Monday, September 24, 2012

Blog-view: Arielle Greenberg

 Arielle Greenberg is  a new  member of the lively Maine poetry scene, and we’re glad she and her family chose to settle in Belfast after she left a tenured position in poetry at Columbia College Chicago. She is co-author, with Rachel Zucker, of the hybrid-genre Home/Birth: A Poemic, and author of My Kafka Century, Given, and several chapbooks, including the forthcoming Shake Her

Not only that, she is co-editor of three anthologies, most recently the not-too-missed Gurlesque with Lara Glenum.  And she teaches poetry out of her home, in the community, and through the University of Tampa's low-residency MFA program. She can been seen in her regular column for the American Poetry Review on issues and trends in contemporary poetics

LB: What is an artifact you have in your studio or writing space, and what does it mean for your work?
AG: I don't really have a writing space per se: I usually write the first drafts of my poems long-hand, preferably while lying horizontally across my bed, or on scraps of paper while I'm driving, or on the backs of other sheets of paper.  Later I type them in at my computer, which is on a little vintage Danish modern desk in my "office" next to the kids' playroom.  My desk is covered with papers, books, things I rip out of magazines, etc., but none of these are exactly artifacts.  So, no artifact and no writing space! I don't mind, though: I'm generally kind of adverse to things or routines that mythologize and idealize the act of poem-making.
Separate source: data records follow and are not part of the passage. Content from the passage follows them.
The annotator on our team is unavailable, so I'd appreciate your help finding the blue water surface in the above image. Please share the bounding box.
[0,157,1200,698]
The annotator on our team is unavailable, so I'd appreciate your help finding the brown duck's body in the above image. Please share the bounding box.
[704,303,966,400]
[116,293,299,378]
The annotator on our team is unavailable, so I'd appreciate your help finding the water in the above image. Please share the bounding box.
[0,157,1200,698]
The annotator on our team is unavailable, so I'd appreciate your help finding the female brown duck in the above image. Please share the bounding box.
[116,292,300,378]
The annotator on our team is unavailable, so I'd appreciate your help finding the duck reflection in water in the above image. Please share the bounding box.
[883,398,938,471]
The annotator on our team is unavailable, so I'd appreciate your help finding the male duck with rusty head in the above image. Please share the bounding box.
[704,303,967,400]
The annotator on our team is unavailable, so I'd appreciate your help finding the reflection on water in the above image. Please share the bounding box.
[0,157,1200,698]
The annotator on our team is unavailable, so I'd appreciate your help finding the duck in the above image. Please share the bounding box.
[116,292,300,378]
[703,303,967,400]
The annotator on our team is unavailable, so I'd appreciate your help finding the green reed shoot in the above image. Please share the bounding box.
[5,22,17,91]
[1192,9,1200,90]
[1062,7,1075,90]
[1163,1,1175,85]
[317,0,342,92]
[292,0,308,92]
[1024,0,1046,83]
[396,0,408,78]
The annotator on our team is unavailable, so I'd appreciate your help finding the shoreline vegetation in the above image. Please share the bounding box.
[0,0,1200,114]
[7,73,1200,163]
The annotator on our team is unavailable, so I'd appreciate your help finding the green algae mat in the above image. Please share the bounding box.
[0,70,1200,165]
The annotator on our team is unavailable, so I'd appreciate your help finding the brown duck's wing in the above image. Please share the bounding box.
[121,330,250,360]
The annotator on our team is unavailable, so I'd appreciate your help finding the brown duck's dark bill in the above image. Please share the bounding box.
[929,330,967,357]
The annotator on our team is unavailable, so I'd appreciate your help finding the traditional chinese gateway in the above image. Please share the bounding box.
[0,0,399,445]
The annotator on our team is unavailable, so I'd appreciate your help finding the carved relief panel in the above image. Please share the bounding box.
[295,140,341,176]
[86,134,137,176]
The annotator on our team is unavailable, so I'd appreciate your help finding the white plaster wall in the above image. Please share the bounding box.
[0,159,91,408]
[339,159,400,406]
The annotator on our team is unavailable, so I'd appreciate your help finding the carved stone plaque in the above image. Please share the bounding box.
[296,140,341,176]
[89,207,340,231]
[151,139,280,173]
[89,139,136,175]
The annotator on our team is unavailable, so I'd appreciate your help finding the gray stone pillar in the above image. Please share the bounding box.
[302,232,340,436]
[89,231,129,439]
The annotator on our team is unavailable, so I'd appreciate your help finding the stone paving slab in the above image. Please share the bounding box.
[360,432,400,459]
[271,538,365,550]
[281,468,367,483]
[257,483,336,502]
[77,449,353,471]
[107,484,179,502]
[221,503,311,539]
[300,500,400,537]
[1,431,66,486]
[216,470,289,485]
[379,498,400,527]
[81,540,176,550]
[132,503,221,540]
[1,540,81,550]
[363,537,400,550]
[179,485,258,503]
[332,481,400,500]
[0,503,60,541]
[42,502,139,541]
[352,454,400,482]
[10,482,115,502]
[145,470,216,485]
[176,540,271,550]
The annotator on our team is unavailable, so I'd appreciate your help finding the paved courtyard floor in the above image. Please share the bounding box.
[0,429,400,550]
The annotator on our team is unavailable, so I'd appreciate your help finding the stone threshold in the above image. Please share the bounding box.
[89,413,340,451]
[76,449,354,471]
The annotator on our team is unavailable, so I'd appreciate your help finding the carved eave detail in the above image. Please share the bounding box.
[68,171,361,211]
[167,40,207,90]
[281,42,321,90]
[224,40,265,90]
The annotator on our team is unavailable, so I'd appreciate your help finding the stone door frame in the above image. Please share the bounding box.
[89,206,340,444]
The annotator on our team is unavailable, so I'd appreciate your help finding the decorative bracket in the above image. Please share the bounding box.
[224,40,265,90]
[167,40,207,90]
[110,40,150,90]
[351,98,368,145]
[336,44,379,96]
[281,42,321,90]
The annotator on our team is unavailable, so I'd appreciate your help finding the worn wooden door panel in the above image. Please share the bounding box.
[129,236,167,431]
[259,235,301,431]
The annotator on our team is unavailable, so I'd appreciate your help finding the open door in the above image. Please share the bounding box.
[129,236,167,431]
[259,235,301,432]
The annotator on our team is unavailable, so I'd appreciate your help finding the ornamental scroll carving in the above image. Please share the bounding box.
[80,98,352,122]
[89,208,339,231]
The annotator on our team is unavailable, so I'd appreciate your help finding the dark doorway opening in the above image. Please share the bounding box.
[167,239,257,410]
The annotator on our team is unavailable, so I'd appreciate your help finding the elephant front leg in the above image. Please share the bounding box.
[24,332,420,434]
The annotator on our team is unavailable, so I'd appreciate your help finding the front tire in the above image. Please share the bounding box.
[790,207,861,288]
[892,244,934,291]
LB: We're interested in knowing what you've read recently but we'd love to know what you wish you had read at some point, or sometimes pretend you have read.
AG: I really want to read Lydia Davis' translation of Proust.  Quite a project, and one I've been meaning to undertake for years, but still have not. I've never read Proust. I love the idea of Proust, but I'm not sure I'll like the actual thing.  I love Davis, though, so I feel like if anyone can get me to read him in translation, it will be her.
LB: What is something you would like to tell the world?
AG: Oh, gosh. I'm such a loudmouth: I'm sure that I've already shouted everything I want to tell the world more than I ought to have.